Limitation of Liability
mindZplay shall not be responsible for, and shall not pay, any amount of incidental, consequential or other indirect damages, whether based on lost revenue or otherwise, regardless of whether mindZplay was advised of the possibility of such losses in advance. mindZplay shall be held harmless for losses, real or perceived, that occur relating to the use of the Software.
Lost or Forgotten User Names and Passwords
In the event Licensee or authorized user loses or forgets Licensees User Name or Password, mindZplay may, at mindZplays sole discretion, provide Licensee with a new User Name and Password, under security procedures solely determined by mindZplay. mindZplay shall not be responsible for any delays, costs, lost revenue, data, usage or related matters with Licensees (or other users) inability to access or use the Software that may result from lost, stolen, changed, re-issued or forgotten User Names or Passwords.
Use of Information
Licensee gives mindZplay the right to use non-personal “Licensee Data” entered on the mindZplay system in ways necessary to provide the mindZplay solution.
mindZplay strictly enforces a no tolerance policy when it comes to spam. mindZplay prohibit Licensee from the sending of UNSOLICITED mass email messages of any kind. If mindZplay finds that Licensee is spamming others on the Internet, mindZplay shall have the right to terminate this license and discontinue Licensee’s use of the Software. In accordance with this Anti-Spam policy, Anti-Spam Policies of others and the CASL and the CAN-SPAM Act or its equivalent, if Licensee is violating any of those policies or regulations, mindZplay shall have the right to immediately terminate Licensee’s use of the Software and, at its sole discretion, bring legal action against Licensee. Should any law enforcement agency, Internet Provider, or other person or entity provide mindZplay with notice that Licensee may have engaged in transmission of UNSOLICITED emails or may have engaged in otherwise unlawful conduct or conduct in violation of an Internet Service Provider’s terms of service or any such policies or regulations, mindZplay reserve the right to cooperate in any investigation relating to your activities including disclosure of the Licensee’s account information.
mindZplay reserves the right to, at their discretion; request the removal, or modification of any and all content promoting third party products or services on the Software. In the event that the Licensee does not fulfill such a request within 7 days of the request, mindZplay shall have the right to terminate this license and discontinue Licensee’s use of the Software.
Licensee’s license will be terminated if the Licensee violates this Agreement. Either party may terminate the license by providing 30 days written notice.

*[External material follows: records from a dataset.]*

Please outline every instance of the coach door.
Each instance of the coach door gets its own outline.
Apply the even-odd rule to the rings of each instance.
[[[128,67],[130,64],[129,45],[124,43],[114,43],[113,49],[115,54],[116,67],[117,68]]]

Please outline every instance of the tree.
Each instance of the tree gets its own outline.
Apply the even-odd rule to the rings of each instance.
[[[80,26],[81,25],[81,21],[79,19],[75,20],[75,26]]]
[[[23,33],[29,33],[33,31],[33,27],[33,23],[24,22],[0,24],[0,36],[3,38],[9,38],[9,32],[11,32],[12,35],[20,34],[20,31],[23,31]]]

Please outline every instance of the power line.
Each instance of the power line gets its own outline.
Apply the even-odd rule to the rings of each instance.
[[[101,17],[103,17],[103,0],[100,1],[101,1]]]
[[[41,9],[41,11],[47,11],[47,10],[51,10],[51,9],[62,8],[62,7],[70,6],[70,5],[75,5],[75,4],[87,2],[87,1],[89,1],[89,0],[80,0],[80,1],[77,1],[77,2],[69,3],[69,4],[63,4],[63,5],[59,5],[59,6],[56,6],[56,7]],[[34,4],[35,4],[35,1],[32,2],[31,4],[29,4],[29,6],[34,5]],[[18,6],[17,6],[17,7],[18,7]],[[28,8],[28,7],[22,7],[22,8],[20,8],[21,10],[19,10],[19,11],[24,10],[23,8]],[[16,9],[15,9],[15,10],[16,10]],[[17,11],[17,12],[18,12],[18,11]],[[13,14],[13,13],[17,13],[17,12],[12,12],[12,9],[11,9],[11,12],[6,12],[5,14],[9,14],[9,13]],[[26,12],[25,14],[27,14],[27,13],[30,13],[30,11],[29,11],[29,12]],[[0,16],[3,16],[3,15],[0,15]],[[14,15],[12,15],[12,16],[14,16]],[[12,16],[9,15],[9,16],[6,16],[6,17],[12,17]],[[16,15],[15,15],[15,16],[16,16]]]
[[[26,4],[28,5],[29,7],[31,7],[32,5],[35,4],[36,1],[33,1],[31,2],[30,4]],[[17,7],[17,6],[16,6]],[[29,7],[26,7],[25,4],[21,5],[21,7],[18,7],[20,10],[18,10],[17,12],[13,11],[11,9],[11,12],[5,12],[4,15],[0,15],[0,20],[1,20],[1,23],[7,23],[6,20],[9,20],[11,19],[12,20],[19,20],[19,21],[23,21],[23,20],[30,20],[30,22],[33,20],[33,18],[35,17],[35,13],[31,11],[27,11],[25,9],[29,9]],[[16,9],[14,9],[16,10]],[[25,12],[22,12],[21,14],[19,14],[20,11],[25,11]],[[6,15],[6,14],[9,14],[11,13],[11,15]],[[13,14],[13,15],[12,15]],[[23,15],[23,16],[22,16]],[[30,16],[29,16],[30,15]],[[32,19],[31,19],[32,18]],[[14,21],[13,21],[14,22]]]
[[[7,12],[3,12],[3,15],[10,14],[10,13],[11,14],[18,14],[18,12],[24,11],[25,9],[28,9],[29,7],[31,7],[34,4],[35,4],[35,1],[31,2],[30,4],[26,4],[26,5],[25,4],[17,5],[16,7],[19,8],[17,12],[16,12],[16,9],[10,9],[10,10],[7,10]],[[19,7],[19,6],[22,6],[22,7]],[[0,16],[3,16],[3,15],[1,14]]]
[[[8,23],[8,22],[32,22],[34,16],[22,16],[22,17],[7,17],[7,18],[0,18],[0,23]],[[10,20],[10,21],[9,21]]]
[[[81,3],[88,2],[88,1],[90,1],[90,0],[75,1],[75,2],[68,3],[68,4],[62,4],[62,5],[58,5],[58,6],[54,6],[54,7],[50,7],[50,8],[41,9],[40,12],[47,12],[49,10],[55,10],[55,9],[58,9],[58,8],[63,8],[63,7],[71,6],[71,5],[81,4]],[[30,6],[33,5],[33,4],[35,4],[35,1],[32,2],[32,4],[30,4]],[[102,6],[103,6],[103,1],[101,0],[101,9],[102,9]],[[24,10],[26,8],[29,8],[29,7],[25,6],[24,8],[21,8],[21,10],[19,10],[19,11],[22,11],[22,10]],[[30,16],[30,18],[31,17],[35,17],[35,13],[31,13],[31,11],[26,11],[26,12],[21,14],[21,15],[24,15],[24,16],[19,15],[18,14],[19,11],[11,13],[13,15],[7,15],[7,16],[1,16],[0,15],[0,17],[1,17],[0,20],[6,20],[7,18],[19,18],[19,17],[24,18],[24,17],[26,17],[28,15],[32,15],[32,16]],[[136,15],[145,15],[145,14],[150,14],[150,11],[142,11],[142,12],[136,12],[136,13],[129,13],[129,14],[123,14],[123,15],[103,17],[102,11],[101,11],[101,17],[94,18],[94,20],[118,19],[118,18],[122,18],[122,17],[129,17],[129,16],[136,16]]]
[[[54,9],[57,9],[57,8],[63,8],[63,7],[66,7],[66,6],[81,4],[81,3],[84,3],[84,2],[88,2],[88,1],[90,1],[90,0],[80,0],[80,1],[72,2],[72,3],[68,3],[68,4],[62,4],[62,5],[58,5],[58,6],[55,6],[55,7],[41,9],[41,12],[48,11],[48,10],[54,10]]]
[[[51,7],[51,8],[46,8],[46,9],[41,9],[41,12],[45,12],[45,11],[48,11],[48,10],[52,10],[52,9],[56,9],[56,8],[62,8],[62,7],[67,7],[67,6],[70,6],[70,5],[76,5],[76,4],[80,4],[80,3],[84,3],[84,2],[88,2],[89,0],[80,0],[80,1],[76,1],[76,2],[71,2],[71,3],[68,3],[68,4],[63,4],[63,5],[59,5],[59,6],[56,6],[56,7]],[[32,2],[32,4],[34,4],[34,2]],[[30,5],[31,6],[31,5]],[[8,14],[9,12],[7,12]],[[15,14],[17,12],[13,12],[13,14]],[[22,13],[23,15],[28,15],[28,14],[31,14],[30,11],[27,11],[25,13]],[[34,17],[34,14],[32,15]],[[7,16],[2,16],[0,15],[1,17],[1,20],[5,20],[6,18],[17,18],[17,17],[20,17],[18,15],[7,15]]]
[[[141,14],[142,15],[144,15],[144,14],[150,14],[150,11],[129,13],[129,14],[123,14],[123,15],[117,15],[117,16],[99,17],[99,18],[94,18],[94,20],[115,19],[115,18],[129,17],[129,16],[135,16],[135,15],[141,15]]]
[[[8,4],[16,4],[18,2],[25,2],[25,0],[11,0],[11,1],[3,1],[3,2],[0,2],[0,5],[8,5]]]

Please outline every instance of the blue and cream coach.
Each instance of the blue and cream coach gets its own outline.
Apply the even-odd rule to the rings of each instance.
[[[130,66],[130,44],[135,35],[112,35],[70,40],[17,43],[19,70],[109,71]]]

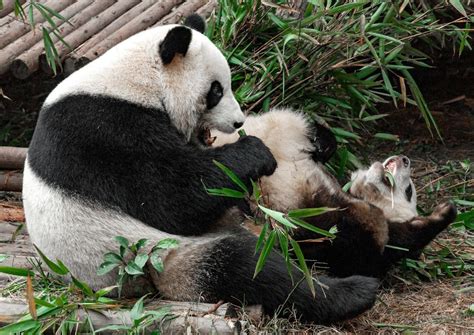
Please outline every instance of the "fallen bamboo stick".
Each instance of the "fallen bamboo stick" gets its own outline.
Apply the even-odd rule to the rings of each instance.
[[[217,7],[217,0],[209,0],[207,4],[199,8],[196,14],[201,17],[208,18],[212,11]]]
[[[222,304],[215,311],[212,311],[213,304],[178,302],[178,301],[157,301],[151,306],[145,306],[145,310],[157,310],[158,308],[170,308],[170,317],[164,318],[148,329],[162,330],[163,334],[182,333],[203,333],[203,334],[240,334],[245,329],[246,322],[236,317],[229,317],[229,310],[235,311],[236,307],[231,304]],[[239,308],[240,309],[240,308]],[[261,306],[249,306],[242,308],[242,313],[248,314],[249,310],[254,315],[259,314],[261,320],[263,310]],[[20,299],[0,298],[0,324],[10,324],[18,321],[28,312],[28,304]],[[233,312],[232,312],[233,313]],[[87,322],[87,318],[95,329],[107,325],[132,325],[133,320],[130,312],[125,310],[108,310],[96,312],[93,310],[79,310],[76,314],[78,322]]]
[[[76,27],[82,26],[89,21],[91,17],[104,11],[116,0],[93,1],[92,4],[74,15],[69,22],[64,22],[58,27],[59,34],[65,39],[67,35],[73,32]],[[57,42],[56,36],[51,36],[53,42]],[[43,53],[43,42],[36,43],[31,49],[18,56],[11,64],[12,74],[18,79],[26,79],[39,67],[39,56]]]
[[[56,51],[58,53],[59,61],[62,63],[65,56],[70,53],[72,50],[77,48],[80,44],[86,41],[89,37],[98,33],[103,28],[105,28],[109,23],[114,21],[120,15],[127,12],[130,8],[137,5],[140,0],[128,0],[128,1],[119,1],[116,2],[113,6],[110,6],[104,10],[99,15],[91,18],[85,24],[80,27],[77,27],[73,32],[67,35],[64,39],[69,46],[60,43],[56,46]],[[40,68],[43,72],[52,74],[53,71],[49,67],[49,64],[46,59],[46,55],[43,53],[39,58]]]
[[[21,192],[23,175],[18,171],[0,171],[0,191]]]
[[[23,5],[26,0],[20,0],[19,2],[21,5]],[[3,8],[0,10],[0,18],[7,16],[10,13],[13,14],[14,4],[15,0],[3,0]]]
[[[153,27],[161,26],[165,24],[173,24],[181,21],[183,17],[189,16],[196,12],[196,10],[204,6],[208,0],[188,0],[182,5],[177,7],[174,11],[166,15],[160,21],[153,25]]]
[[[23,208],[0,203],[0,221],[24,222],[25,213],[23,212]]]
[[[27,148],[0,147],[0,169],[23,169],[27,152]]]
[[[54,9],[56,12],[62,11],[64,8],[72,4],[74,0],[50,0],[45,2],[44,5]],[[45,18],[37,10],[33,11],[33,21],[35,23],[42,23]],[[11,42],[15,41],[18,37],[23,36],[31,30],[31,26],[28,22],[21,20],[13,20],[9,24],[6,24],[0,28],[0,49],[4,48]]]
[[[79,68],[78,59],[83,57],[84,54],[95,47],[97,44],[105,40],[108,36],[116,32],[126,23],[130,22],[133,18],[143,13],[147,8],[155,3],[156,0],[145,0],[140,2],[138,5],[131,8],[129,11],[118,17],[107,27],[102,29],[100,32],[89,38],[79,48],[70,53],[64,61],[64,71],[66,73],[72,73]]]
[[[104,41],[97,44],[94,48],[90,49],[80,59],[78,59],[78,65],[85,64],[109,50],[114,45],[122,42],[126,38],[138,33],[139,31],[145,30],[163,16],[170,12],[170,10],[179,5],[184,0],[168,0],[165,2],[155,3],[153,6],[148,8],[146,11],[132,19],[130,22],[122,26],[120,29],[115,31]]]
[[[73,3],[66,7],[60,12],[60,14],[69,20],[71,17],[76,15],[79,11],[83,10],[92,3],[93,0],[81,0]],[[52,20],[57,26],[60,26],[63,21],[57,17],[53,17]],[[37,26],[34,30],[26,33],[25,35],[18,38],[15,42],[10,43],[5,48],[0,50],[0,74],[6,72],[11,62],[18,57],[23,51],[31,48],[33,45],[43,39],[43,33],[41,29],[45,27],[50,30],[49,23]]]

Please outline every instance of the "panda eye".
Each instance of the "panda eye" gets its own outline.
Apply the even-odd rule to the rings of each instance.
[[[215,107],[219,101],[221,101],[223,95],[224,92],[221,83],[214,81],[207,93],[207,109]]]
[[[410,184],[410,185],[408,185],[408,187],[405,190],[405,196],[407,197],[408,201],[411,201],[412,195],[413,195],[413,189],[412,189],[411,184]]]

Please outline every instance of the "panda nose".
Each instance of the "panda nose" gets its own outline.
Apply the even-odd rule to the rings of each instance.
[[[402,156],[402,162],[403,162],[403,165],[405,167],[409,167],[410,166],[410,160],[408,159],[407,156]]]
[[[240,127],[242,127],[243,124],[243,122],[234,122],[234,128],[239,129]]]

This Agreement shall be construed and enforced in accordance with the laws of the Saskatchewan, Canada. If any term of this Agreement is held by a court of competent jurisdiction to be invalid or unenforceable, then this Agreement, including all of the remaining terms, will remain in full force and effect as if such invalid or unenforceable term had never been included.
MindZplay product trial users and licensees’ agree that mindZplay may contact them via telephone and other electronic means to provide information, promotional material and follow-up correspondence.